Friday, April 10, 2020

NaPoWriMo, Day Ten, Poem Ten

Today I took up a challenge to try and write a Shel Silverstein style of poem with a positive message during the pandemic. His poems were sadder than I remembered. Decided to mimic the poem "The Bagpipe Who Didn't Say No."




The Face Mask Who Didn't Say No

It was nine-thirty in the morning, COVID-19 day infinity
when a drunkard met a face mask still unopened by a tree.
And the drunkard said, "Oh, jolly!
May I pick you up? I'm sorry!"
And the face mask didn't say no.
Said the drunkard to the face mask, "I have since been out of work,
and things like mask and toilet paper have been lost to hoarding jerks.
Can I carry you away, please?
Oh, say that's it's okay please!"
And the face mask didn't say no.
Said the drunkard to the face mask, "Sorry if I'm too upfront,
but we work with what we have, and I've not a can to punt!
Can I pick you up and use you?
It's okay if you refuse to."
But the face mask didn't say no.
Said the drunkard to the face mask, "Oh, thank goodness for my face!
With the pair of us together, we'll outlast the human race!"
So he picked it up and slipped it
on his face, but when he sniffed it,
well, the face mask smelled very bad.
Said the drunkard to the drunkard, "Did you biff it, stupid mask,
just so I could sniff it? I don't think you're up to task!
You just smell far too offensive
to be my sole defensive!"
And the face mask didn't say no.
Said the drunkard to the face mask, "Thanks  but no thanks for the help.
I suppose things could be worse.
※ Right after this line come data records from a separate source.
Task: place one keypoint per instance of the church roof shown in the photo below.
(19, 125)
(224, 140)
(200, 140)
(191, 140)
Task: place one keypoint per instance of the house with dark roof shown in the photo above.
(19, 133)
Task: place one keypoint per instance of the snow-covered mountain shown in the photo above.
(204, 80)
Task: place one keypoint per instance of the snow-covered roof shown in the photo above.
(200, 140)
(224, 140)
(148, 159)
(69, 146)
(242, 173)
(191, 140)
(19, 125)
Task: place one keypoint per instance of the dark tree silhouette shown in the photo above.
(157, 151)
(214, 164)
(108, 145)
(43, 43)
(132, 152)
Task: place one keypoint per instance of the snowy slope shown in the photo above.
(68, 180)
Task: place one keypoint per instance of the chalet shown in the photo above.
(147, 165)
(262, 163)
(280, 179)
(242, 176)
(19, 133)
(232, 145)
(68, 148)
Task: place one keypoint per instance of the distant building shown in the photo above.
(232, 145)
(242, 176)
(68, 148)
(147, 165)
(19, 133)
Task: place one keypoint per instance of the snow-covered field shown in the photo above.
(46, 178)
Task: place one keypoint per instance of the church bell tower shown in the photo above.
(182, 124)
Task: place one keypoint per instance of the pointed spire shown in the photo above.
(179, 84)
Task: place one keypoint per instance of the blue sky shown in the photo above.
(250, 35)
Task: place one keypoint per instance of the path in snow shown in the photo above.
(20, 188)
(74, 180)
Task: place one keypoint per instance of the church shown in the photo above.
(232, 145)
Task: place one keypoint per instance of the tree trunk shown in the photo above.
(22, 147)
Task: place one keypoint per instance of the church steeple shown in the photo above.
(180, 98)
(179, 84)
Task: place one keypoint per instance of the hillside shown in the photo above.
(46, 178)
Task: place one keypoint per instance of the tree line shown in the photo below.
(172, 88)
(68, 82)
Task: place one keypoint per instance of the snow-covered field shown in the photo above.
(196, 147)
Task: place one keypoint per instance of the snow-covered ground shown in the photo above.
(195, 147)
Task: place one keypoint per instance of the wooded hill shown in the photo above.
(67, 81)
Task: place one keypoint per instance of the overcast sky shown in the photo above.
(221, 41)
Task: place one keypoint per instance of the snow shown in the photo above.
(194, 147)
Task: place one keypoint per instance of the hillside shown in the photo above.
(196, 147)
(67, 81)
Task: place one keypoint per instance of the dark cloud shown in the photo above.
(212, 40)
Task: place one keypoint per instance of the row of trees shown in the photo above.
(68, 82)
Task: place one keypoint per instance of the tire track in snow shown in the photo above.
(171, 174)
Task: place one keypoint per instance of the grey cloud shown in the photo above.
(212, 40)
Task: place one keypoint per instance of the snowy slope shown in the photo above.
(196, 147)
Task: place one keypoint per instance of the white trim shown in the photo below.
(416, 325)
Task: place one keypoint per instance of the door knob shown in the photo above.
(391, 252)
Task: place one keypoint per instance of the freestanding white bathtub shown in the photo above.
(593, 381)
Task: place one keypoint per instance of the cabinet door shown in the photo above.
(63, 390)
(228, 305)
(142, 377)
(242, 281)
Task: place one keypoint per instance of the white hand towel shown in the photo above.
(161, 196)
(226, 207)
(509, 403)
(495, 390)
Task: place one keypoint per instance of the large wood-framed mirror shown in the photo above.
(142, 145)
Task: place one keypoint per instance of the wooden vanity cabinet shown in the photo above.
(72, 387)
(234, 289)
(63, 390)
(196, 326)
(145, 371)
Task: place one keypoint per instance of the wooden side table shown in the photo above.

I could be laid off from Yelp!
Should I go off to the shelter
stay no matter how I swelter?"
And the face mask didn't say no.
So the drunkard took to angling toward the shelter, spilling gin
and the face mask was left dangling on a branch, where it still spins.
You could go down there today, man,
see the mask there, tell it hey man,
ask it if the drunkard made it. Did he really truly go
to the shelter and survive? And the face mask won't say no.